Next Sunday is Mother’s Day for those in Canada, the United States, and a number of other countries. It is fair to say that I have been reflecting far more on this upcoming occasion than I would be if Leah was alive. While growing up, my family never commemorated Mother’s Day (or Father’s Day, for that matter) with memorable traditions, so it is unlikely that I would have given much thought to it this year if I was a normal mother whose daily existence was not defined by the anguish of infant loss.
In many ways, it is wholly appropriate that I write this post on International Bereaved Mother’s Day. Since 2010, this day has been set aside to honour the many women whose mothering journeys are shaped by the unique grief that accompanies child loss, and it is especially significant for mothers without living children. Even so, it is important for non-bereaved people to purposefully include loss mamas and their deceased children in Mother’s Day traditions, thereby validating the complex emotions and experiences that shape their day to day lives. Unfortunately, as I and the many mothers who have walked this devastating path before me know too well, this is not the reality of the culture we live in.

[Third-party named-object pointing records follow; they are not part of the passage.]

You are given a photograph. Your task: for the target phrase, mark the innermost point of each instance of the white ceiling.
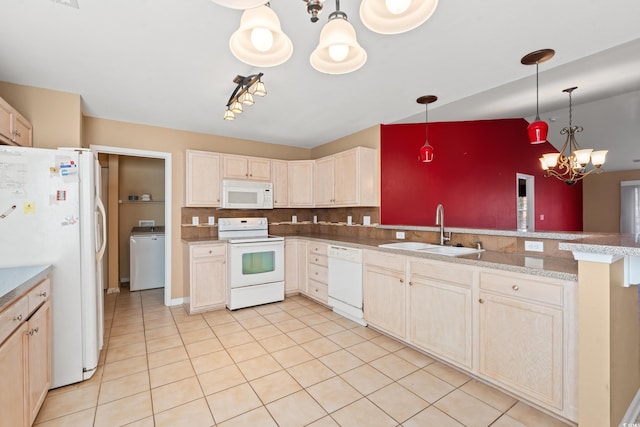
(167, 63)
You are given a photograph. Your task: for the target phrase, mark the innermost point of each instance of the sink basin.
(431, 248)
(410, 246)
(451, 250)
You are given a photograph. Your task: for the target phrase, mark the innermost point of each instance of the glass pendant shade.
(240, 4)
(260, 41)
(538, 131)
(388, 17)
(426, 153)
(329, 57)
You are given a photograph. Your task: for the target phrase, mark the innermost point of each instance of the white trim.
(168, 185)
(633, 412)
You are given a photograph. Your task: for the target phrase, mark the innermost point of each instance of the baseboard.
(633, 412)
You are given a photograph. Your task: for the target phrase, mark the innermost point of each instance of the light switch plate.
(533, 246)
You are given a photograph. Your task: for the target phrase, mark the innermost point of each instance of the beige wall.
(365, 138)
(56, 116)
(601, 200)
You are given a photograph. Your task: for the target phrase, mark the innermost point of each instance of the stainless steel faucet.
(440, 222)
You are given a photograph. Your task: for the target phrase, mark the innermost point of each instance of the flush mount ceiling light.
(395, 16)
(260, 40)
(572, 168)
(538, 129)
(426, 151)
(338, 51)
(243, 94)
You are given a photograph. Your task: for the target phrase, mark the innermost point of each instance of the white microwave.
(246, 195)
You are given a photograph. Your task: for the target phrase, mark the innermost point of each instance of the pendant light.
(538, 129)
(338, 51)
(395, 16)
(426, 151)
(260, 40)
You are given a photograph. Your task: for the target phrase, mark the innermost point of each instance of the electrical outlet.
(533, 246)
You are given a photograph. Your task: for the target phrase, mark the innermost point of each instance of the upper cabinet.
(203, 178)
(243, 167)
(348, 178)
(14, 128)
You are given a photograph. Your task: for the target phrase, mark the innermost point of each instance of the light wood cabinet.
(348, 178)
(249, 168)
(14, 128)
(203, 178)
(206, 276)
(525, 339)
(385, 292)
(441, 311)
(280, 179)
(317, 272)
(25, 356)
(300, 178)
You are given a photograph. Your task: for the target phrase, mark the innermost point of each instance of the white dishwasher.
(345, 282)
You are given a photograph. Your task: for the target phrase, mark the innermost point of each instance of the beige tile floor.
(293, 363)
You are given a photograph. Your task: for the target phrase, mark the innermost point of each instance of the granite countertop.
(16, 281)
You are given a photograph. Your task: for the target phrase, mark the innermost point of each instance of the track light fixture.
(246, 89)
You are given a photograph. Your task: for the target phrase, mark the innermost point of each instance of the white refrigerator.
(52, 211)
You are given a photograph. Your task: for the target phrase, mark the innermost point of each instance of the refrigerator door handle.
(103, 245)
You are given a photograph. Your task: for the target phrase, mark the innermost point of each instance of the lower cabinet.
(385, 290)
(206, 276)
(25, 357)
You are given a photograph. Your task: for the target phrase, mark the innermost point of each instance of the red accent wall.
(473, 175)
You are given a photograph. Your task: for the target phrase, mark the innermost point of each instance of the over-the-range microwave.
(246, 195)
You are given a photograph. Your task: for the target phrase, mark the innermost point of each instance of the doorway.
(167, 203)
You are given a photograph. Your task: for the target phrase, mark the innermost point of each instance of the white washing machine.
(146, 246)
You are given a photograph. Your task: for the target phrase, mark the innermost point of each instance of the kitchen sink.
(410, 246)
(431, 248)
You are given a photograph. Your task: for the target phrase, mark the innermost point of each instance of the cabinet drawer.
(317, 249)
(12, 317)
(209, 250)
(319, 259)
(318, 272)
(383, 260)
(448, 272)
(39, 294)
(522, 288)
(318, 291)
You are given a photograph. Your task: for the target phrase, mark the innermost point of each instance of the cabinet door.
(279, 174)
(235, 167)
(39, 357)
(346, 176)
(290, 266)
(260, 169)
(324, 182)
(521, 347)
(301, 183)
(203, 178)
(208, 278)
(385, 300)
(440, 319)
(12, 378)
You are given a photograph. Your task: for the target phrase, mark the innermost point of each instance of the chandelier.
(260, 41)
(572, 168)
(243, 94)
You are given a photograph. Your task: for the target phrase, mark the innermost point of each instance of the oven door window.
(258, 262)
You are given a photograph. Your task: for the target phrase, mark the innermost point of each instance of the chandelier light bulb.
(338, 52)
(262, 39)
(397, 7)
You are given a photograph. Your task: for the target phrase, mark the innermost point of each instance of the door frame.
(167, 202)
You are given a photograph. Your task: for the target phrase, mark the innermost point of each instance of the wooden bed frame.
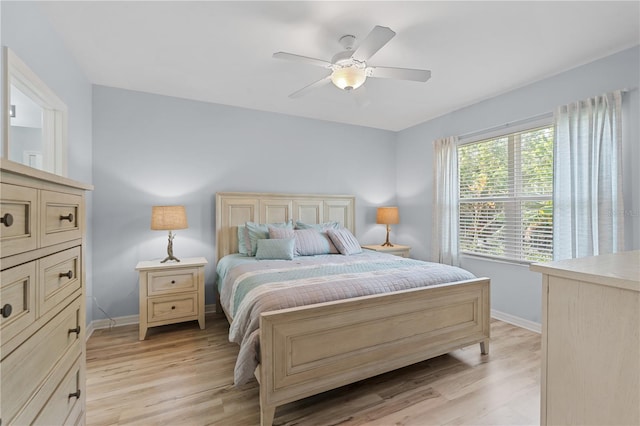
(312, 349)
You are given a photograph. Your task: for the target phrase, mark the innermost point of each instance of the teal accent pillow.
(259, 231)
(278, 249)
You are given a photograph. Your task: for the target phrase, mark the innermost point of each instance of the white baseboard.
(126, 320)
(517, 321)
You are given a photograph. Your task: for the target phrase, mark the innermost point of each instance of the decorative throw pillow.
(345, 241)
(242, 244)
(257, 231)
(279, 233)
(310, 242)
(318, 226)
(281, 249)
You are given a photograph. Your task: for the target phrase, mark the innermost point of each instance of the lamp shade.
(388, 216)
(168, 218)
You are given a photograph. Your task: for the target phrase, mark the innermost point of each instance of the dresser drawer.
(59, 276)
(65, 400)
(172, 307)
(18, 297)
(60, 217)
(175, 281)
(18, 210)
(27, 372)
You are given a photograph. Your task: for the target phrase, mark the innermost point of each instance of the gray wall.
(27, 32)
(151, 149)
(145, 150)
(515, 290)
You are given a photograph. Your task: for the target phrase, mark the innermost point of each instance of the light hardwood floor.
(182, 375)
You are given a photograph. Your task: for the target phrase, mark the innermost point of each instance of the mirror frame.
(54, 121)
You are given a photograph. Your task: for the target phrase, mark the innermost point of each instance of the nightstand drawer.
(61, 215)
(175, 281)
(172, 307)
(59, 278)
(18, 297)
(19, 215)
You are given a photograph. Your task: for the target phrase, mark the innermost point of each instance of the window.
(506, 187)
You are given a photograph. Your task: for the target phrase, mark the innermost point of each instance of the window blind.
(506, 187)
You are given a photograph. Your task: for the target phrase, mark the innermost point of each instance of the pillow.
(317, 226)
(281, 249)
(279, 233)
(256, 231)
(242, 244)
(310, 242)
(344, 241)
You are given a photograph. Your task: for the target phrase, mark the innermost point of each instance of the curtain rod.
(506, 125)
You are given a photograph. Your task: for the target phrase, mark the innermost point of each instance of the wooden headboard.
(236, 208)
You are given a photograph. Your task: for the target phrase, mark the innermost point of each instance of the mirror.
(36, 130)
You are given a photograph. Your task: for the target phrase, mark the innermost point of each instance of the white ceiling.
(220, 52)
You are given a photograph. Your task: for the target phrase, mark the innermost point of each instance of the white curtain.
(444, 233)
(587, 195)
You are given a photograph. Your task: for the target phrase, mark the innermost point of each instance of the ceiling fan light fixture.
(348, 78)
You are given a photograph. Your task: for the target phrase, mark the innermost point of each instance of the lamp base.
(387, 243)
(170, 255)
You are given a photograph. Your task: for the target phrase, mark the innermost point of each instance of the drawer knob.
(68, 217)
(5, 311)
(7, 219)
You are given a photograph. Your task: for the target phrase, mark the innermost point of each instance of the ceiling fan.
(349, 68)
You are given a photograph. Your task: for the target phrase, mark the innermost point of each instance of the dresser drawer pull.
(68, 217)
(5, 311)
(7, 219)
(68, 274)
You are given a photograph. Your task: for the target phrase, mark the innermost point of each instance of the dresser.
(591, 340)
(171, 292)
(396, 249)
(42, 297)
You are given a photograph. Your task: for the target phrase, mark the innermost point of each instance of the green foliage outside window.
(506, 185)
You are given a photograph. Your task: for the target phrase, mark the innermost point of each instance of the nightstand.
(171, 292)
(396, 250)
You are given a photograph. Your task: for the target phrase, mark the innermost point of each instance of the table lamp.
(169, 218)
(388, 216)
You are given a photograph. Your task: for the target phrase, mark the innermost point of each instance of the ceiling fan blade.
(399, 73)
(299, 58)
(310, 87)
(378, 37)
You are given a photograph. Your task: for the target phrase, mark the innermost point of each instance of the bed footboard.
(311, 349)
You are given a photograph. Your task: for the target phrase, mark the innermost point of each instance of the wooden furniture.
(396, 250)
(591, 340)
(311, 349)
(171, 292)
(42, 297)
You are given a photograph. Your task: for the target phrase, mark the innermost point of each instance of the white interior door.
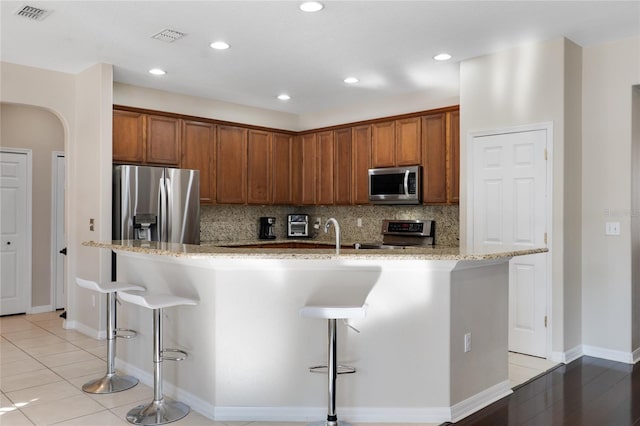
(509, 209)
(15, 258)
(59, 239)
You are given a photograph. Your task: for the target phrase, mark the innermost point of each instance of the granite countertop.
(227, 249)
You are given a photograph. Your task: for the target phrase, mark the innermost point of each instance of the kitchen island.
(250, 350)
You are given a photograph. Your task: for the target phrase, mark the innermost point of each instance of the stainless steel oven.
(395, 185)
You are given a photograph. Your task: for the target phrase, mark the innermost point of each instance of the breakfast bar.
(249, 350)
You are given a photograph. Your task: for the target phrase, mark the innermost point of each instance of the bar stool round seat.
(159, 411)
(111, 382)
(332, 314)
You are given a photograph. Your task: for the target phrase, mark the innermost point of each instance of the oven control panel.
(417, 228)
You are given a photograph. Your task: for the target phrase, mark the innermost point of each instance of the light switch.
(612, 228)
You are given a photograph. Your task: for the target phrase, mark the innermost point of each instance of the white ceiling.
(276, 48)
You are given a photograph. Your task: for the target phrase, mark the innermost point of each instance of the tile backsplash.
(237, 223)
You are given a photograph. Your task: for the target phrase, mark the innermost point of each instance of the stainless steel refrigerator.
(156, 204)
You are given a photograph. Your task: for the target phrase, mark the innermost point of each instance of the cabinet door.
(325, 157)
(281, 169)
(231, 165)
(361, 160)
(198, 152)
(434, 184)
(453, 157)
(308, 166)
(128, 137)
(408, 142)
(163, 140)
(342, 172)
(259, 167)
(383, 144)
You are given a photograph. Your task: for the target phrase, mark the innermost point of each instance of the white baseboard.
(307, 414)
(480, 400)
(40, 309)
(610, 354)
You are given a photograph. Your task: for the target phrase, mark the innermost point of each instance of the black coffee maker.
(266, 228)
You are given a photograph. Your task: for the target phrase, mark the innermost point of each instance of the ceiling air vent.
(168, 35)
(33, 13)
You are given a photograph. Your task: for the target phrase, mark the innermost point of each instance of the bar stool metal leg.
(158, 411)
(332, 375)
(111, 382)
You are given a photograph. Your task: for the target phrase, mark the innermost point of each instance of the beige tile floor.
(43, 367)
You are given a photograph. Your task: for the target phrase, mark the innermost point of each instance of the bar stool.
(111, 382)
(332, 314)
(158, 411)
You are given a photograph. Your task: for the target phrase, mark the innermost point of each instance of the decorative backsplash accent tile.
(236, 223)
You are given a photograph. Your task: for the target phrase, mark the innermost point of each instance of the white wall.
(522, 86)
(141, 97)
(610, 71)
(18, 131)
(83, 104)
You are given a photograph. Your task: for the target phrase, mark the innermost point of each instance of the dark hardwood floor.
(588, 391)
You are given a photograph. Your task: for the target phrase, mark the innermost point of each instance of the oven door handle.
(406, 182)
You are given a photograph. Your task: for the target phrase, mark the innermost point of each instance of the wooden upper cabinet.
(441, 158)
(361, 161)
(259, 167)
(434, 173)
(453, 156)
(128, 136)
(325, 167)
(308, 167)
(383, 144)
(408, 141)
(198, 152)
(342, 173)
(282, 175)
(163, 140)
(231, 165)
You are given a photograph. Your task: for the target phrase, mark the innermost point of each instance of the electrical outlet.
(612, 228)
(467, 342)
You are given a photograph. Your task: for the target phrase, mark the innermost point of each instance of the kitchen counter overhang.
(227, 250)
(249, 348)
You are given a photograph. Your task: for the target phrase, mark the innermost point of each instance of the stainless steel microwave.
(395, 185)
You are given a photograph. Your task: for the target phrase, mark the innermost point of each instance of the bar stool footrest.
(110, 383)
(125, 333)
(158, 412)
(180, 355)
(342, 369)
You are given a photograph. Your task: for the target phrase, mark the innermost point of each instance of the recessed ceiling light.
(219, 45)
(311, 6)
(442, 57)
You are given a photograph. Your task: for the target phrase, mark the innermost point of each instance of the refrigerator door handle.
(168, 209)
(162, 209)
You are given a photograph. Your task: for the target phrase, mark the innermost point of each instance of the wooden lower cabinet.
(231, 165)
(198, 152)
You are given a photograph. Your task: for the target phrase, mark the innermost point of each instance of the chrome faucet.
(337, 228)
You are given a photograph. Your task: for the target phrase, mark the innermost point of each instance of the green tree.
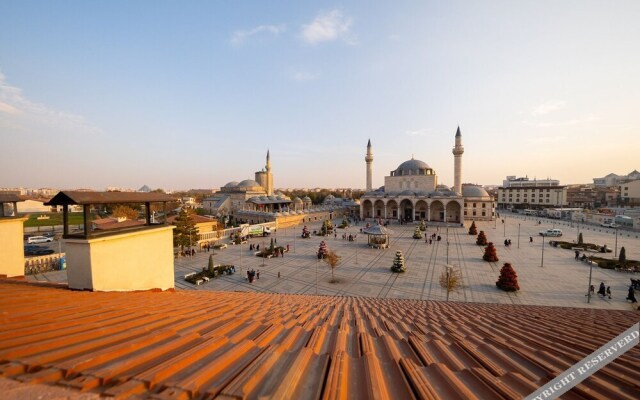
(508, 279)
(185, 233)
(472, 229)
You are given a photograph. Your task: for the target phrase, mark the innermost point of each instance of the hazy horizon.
(193, 94)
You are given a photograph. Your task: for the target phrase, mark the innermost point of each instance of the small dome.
(474, 191)
(248, 183)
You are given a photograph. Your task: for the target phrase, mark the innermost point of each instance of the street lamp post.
(447, 259)
(542, 262)
(356, 240)
(449, 268)
(589, 288)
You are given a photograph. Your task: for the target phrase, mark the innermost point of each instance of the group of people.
(350, 237)
(434, 236)
(252, 274)
(188, 252)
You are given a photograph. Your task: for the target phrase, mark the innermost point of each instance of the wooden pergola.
(9, 199)
(88, 199)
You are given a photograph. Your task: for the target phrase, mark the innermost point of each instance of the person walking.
(602, 290)
(632, 296)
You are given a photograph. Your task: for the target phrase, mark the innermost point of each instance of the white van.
(39, 239)
(551, 232)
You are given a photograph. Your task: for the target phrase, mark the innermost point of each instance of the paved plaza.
(364, 271)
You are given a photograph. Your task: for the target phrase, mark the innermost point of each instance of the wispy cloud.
(327, 27)
(548, 107)
(417, 132)
(302, 76)
(240, 36)
(570, 122)
(546, 139)
(23, 115)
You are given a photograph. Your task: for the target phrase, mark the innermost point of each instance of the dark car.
(37, 251)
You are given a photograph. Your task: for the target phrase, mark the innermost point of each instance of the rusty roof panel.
(210, 345)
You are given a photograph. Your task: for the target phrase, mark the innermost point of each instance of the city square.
(365, 272)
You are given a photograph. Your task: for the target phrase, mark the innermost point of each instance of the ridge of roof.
(209, 344)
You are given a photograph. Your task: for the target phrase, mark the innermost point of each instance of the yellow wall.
(140, 260)
(12, 246)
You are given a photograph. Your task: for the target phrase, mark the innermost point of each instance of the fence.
(40, 264)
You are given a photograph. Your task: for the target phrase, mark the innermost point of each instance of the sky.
(192, 94)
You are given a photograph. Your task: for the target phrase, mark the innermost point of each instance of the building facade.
(522, 197)
(411, 193)
(630, 193)
(616, 180)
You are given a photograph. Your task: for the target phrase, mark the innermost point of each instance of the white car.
(551, 232)
(39, 239)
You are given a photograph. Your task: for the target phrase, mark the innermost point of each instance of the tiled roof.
(249, 345)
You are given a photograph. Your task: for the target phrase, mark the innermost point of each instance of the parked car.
(551, 232)
(39, 239)
(37, 251)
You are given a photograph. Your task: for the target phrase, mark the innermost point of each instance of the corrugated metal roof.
(250, 345)
(81, 197)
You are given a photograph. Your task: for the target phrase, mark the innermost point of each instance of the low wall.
(11, 246)
(139, 260)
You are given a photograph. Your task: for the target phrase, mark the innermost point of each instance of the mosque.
(254, 201)
(411, 193)
(249, 194)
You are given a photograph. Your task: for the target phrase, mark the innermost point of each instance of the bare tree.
(450, 279)
(332, 259)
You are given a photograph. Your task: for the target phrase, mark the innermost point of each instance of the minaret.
(269, 176)
(369, 160)
(458, 149)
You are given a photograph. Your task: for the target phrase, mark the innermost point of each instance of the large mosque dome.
(412, 167)
(248, 183)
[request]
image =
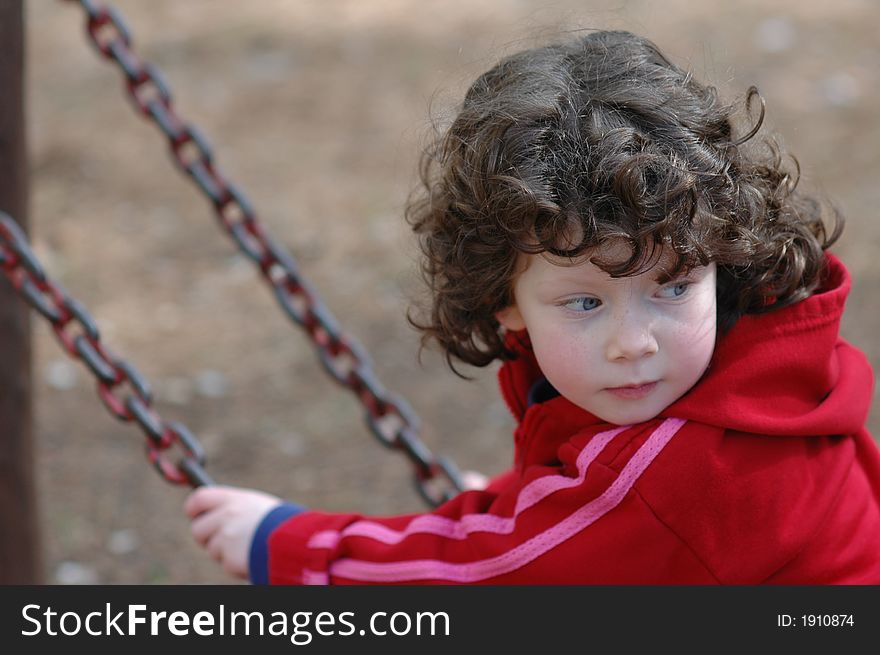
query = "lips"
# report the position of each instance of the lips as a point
(633, 391)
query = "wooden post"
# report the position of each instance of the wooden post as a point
(20, 551)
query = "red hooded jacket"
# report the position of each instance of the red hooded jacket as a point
(762, 473)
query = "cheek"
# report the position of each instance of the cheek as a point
(563, 357)
(695, 338)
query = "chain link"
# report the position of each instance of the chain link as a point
(389, 418)
(21, 266)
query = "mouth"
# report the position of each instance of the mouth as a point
(633, 391)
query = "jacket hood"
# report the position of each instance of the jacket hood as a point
(786, 372)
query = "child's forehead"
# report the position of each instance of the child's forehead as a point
(660, 263)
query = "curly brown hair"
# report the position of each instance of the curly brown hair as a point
(561, 148)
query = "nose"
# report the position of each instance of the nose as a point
(631, 338)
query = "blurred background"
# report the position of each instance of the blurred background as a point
(318, 110)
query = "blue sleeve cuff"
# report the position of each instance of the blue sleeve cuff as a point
(258, 562)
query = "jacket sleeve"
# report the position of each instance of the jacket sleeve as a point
(581, 521)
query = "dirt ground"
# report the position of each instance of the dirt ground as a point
(318, 110)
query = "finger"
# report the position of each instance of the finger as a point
(205, 526)
(203, 499)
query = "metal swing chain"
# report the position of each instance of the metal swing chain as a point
(389, 417)
(79, 336)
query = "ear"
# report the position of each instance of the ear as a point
(511, 319)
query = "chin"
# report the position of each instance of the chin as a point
(629, 418)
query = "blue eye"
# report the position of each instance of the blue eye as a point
(584, 304)
(675, 290)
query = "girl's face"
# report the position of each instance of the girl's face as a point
(623, 349)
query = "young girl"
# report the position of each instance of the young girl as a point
(667, 318)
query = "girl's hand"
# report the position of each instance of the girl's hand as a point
(224, 520)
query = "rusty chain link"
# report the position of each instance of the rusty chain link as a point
(78, 334)
(388, 417)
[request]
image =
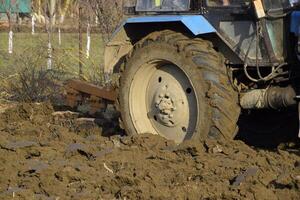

As Mother’s Day draws nearer, I have also been reflecting on how it will shape my first grief season as a bereaved mother. You see, my baby showers were held on Mother’s Day weekend, just over a month before my June 17 due date. It is ironic that, this time last year, Mother’s Day marked the beginning of the end of my hopes and dreams for Leah’s life. After eight months of grueling anxiety, I was finally confident enough to let go of my fear and plunge into the pregnancy bliss that I hadn’t yet allowed myself to feel. After eight months of cautious optimism and speaking about Leah in terms of “if” rather than “when,” I allowed myself to envision every aspect of my life with the daughter whom I had fallen head-over-heels in love with. And, after eight months of unyielding prayer that God would protect my baby from harm, I allowed myself to believe that He had personally escorted both of us to the finish line, and that He would continue to answer my daily pleas for her safety until I could finally wrap her in my loving arms.
My heart has never been so full of joy and gratitude as it was during those precious weeks between my Mother’s Day showers and Leah’s birthday. With my PhD dissertation defended and my teaching obligations for the year completed, my sunny spring days were filled with purposeful walks, thankful prayers, and unbridled anticipation. I was so ready to finally meet, hold, and kiss the girl who would complete my family. As I laundered her clothes, assembled her bassinet, and installed her car seat, I experienced happiness like I had never known before—a pure, untethered sort of happiness that grief will never allow me to feel again.
Needless to say, my current mothering journey could not be more different from what I had envisioned this time last year. For me, being a mother now means shedding tears each day for a dark-haired girl whose death has left an unfillable void in my life. It means never being able to simply enjoy occasions like Mother’s Day, Christmas, or birthdays without grieving for my firstborn daughter, whose absence will always be felt. It means living with PTSD that can be triggered by things that non-bereaved people may deem unreasonable, such as attending baby showers, hearing newborn cries in the street, or being inundated with photos of happy, intact families on social media. It means hesitating each time someone asks me how many children I have, knowing that my painful truth is probably not the answer they want to hear. It means lacking the emotional capacity to feel true joy during my current pregnancy, understanding that the son I now carry is not guaranteed a long, healthy life on this earth anymore than Leah was.
In my life, being a mother ultimately means claiming whatever space I can for myself and my daughter by speaking her name and sharing her story, even when it makes other people uncomfortable. Since bereaved parents do not enjoy the privilege of watching our children grow and change before our eyes each day, we care for them by continually reminding the world that they were here, that they are loved, and that their lives matter. To be sure, keeping our children’s memories alive cannot compensate us for the lifetime of memories we have been robbed of, but each day we seize these opportunities with every ounce of love that our broken hearts hold, because it is literally all we can do.
And so, to my fellow loss mamas, I wish you a gentle Bereaved Mother’s Day. To everyone else, I ask that you hold space for these parents and their much-missed children today, next Sunday, and on each bittersweet Mother’s Day the future brings.